Paychex does this all the time. They deduct the money out of their clients’ payroll weekly, or bi-weekly, and keep it until it is due — quarterly. Then they turn it over to the proper authorities. In the mean time they use it and make mmoney off of the interest.
See #3.
Right, I get that. But if the company never actually sends out the state taxes, and just keeps them, as the article states, was it ever actually state taxes? It seems, well dirty, that they tax their workers state tax then keep it. It seems at least for transparency purposes that they should send in the state taxes and if they have an incentive plan with the state then get that money back as the state cuts a check. It just seems when it is done the way it is currently done like the employee is being charged some sort of an ‘employment tax’. If the company doesn’t pay state taxes.. why are the employees being withheld a state tax.
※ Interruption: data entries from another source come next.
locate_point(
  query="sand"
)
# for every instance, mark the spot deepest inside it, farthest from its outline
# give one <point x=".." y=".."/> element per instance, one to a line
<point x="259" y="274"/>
I’m sorry if I’m missing something here, this is an area i don’t understand.
I suspect this is different...The employer has to file a 941 (fed) or 940 (forget which) with the Feds and I would bet that Paychex has a serious bond account with the IRS. For the collector of the taxes (in this case, the employer itself) to not remit the money over to an authorized third party I would suspect is a different story. I could be all the way wrong, but I would imagine the Feds would not be happy with the idea of having withholding funds unsegregated in the employers regular checking account.